Ericka Williams-Rodriguez
Ericka Williams-Rodriguez is co-founder of Serenity Community for Justice and Peace, a BIPOC-led (Black, Indigenous and People of Color) intentional community and ecovillage in Louisa, Virginia. She is an activist, community organizer, and water protector who has dedicated her life to serving and protecting the needy and vulnerable. She has started two community service based intentional communities that run food pantries and care for the homeless. Ericka is a mother to two children that she is unschooling and decolonizing.
Jebena Kilgore
Jeneba Kilgore (she/her) is rooted in Oakland, CA with extensions to Sierra Leone, West Africa, and Indiana. She spent her childhood dreaming about living on a farm and watching loved ones in the kitchen. Jeneba is a former worker-owner at Mandela Grocery Cooperative. She specializes in cooperative community economics and has 3 years of experience running a community grocery store serving low-income customers, teaching nutrition classes, and working to support urban farmers, especially Black, Indigenous, and farmers of color. Jeneba is also a beginning farmer who is passionate about growing frequently forgotten varieties of crops.
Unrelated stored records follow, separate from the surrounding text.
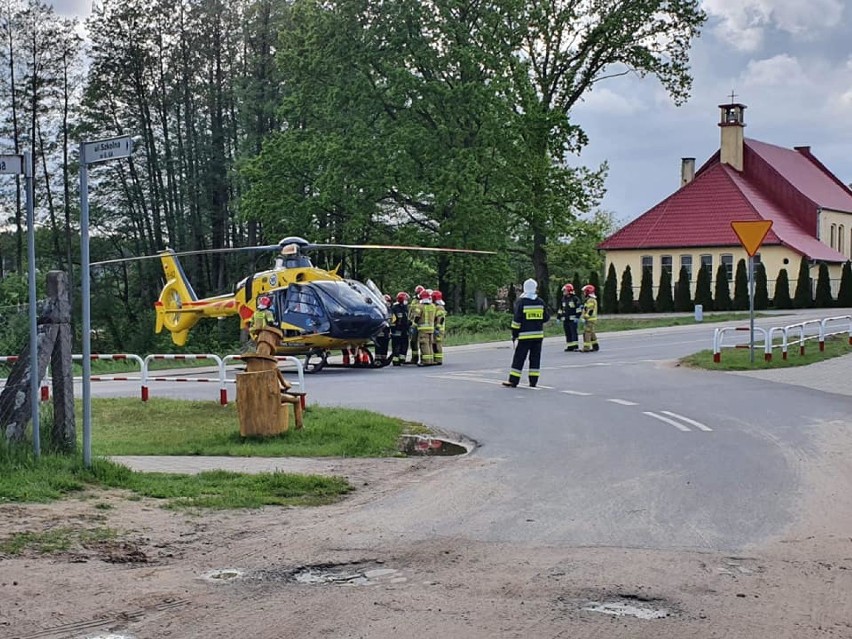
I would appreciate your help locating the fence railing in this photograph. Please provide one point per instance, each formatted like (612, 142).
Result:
(145, 377)
(796, 335)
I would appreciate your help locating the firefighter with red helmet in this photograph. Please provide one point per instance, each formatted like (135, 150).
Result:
(399, 329)
(262, 317)
(424, 319)
(413, 307)
(590, 319)
(440, 326)
(570, 309)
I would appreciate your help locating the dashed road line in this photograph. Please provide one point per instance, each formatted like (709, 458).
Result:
(698, 425)
(677, 425)
(623, 402)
Chris Tittle (Facilitator)
Chris is a facilitator, organizer, and attorney focused on land and housing justice, participatory governance, and co-creating post capitalist / post white supremacist futures. He is Director of Land and Housing Justice at the Sustainable Economies Law Center, a democratically-run nonprofit supporting communities to create and control their own sustainable sources of land, labor, and capital. At the Law Center, he co-leads or contributes to the Law Center’s Housing, Worker Self-Directed Nonprofits, Farmland, and Money & Finance Programs.
He trained to become a lawyer without going to law school through the California Law Office Study Program, passing the California Bar in 2018.